I White Lies nel tentativo di non crollare, riescono a restare in piedi a testa alta, dopo le scorribande nel mondo pop dell'ultimo disco "Five", la band londinese pubblica "As I Try Not To Fall Apart", il suo disco più completo e qualitativamente più alto dai tempi degli esordi di "To Lose My Life...". Da quel debutto è trascorso oltre un decennio, in cui la band di Harry McVeigh è parsa accontentarsi di piazzare hit radiofoniche sempre più orientate verso il grande pubblico. "As I Try Not To Fall Apart" rappresenta in buona sostanza sia un'inversione di tendenza che la sintesi musicale della loro carriera.
La traccia d'apertura "Am I Really Going to Die", come da ormai consueto ironico pessimismo, è il brano in cui la band prosegue nella volontà di esorcizzare, quasi giocare, su temi delicati come il rapporto vita/morte, in un contesto di disagio verso l'adattamento alla vita reale e al rifiuto verso soluzioni estreme. L' inadeguatezza con la quale convive col mondo attuale è confermata nella vincente cavalcata di "I Don't Want To Go To Mars" (con tanto di burla promozionale via social indirizzata agli account di Elon Musk). Il singolo in chiave post punk, è il brano che i White Lies non componevano ormai da troppo tempo nonché tra i più riusciti dell'album, in grado di conferirgli una direzione sonora più classica e meno influenzata dal mondo dell'elettronica che tanto affascina il trio londinese.

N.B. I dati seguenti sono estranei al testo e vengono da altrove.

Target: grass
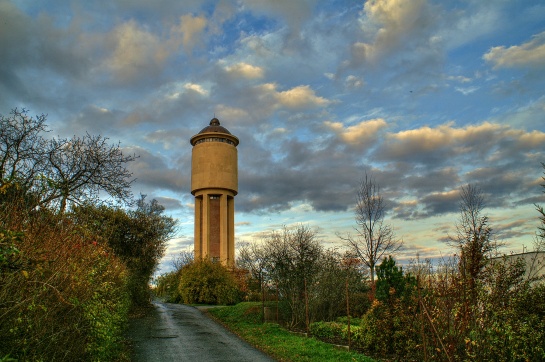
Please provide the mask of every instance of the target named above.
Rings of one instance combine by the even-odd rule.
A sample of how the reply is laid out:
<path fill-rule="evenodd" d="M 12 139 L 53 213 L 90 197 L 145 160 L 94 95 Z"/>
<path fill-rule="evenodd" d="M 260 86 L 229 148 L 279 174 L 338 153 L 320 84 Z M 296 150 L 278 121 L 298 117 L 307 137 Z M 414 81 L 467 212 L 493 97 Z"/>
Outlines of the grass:
<path fill-rule="evenodd" d="M 262 324 L 259 302 L 213 308 L 208 312 L 241 338 L 279 361 L 375 361 L 356 352 L 340 350 L 315 338 L 290 333 L 277 324 Z"/>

"Breathe" e la title track si distinguono per un alto profilo creativo, conferendo ad una prima parte di album un livello all'altezza delle aspettative della stampa inglese e nostrana, che non sono disattese nemmeno nella seconda parte del disco, dove spiccano brani come "Roll To December", contraddistinta da un'improvvisa accelerata proprio quando l'opera pare convergere verso atmosfere più serene, e l'ispirata "Blue Drift".
Tra New Order e Joy Division, senza mai dimenticare l'influenza metropolitana del concittadino d'eccellenza David Bowie, i White Lies ostentano una dimensione definita e determinata, aspetto che negli ultimi dischi è venuto parzialmente meno, e che in questo tentativo di non crollare a terra, potrebbe consentire loro finalmente di spiccare il volo.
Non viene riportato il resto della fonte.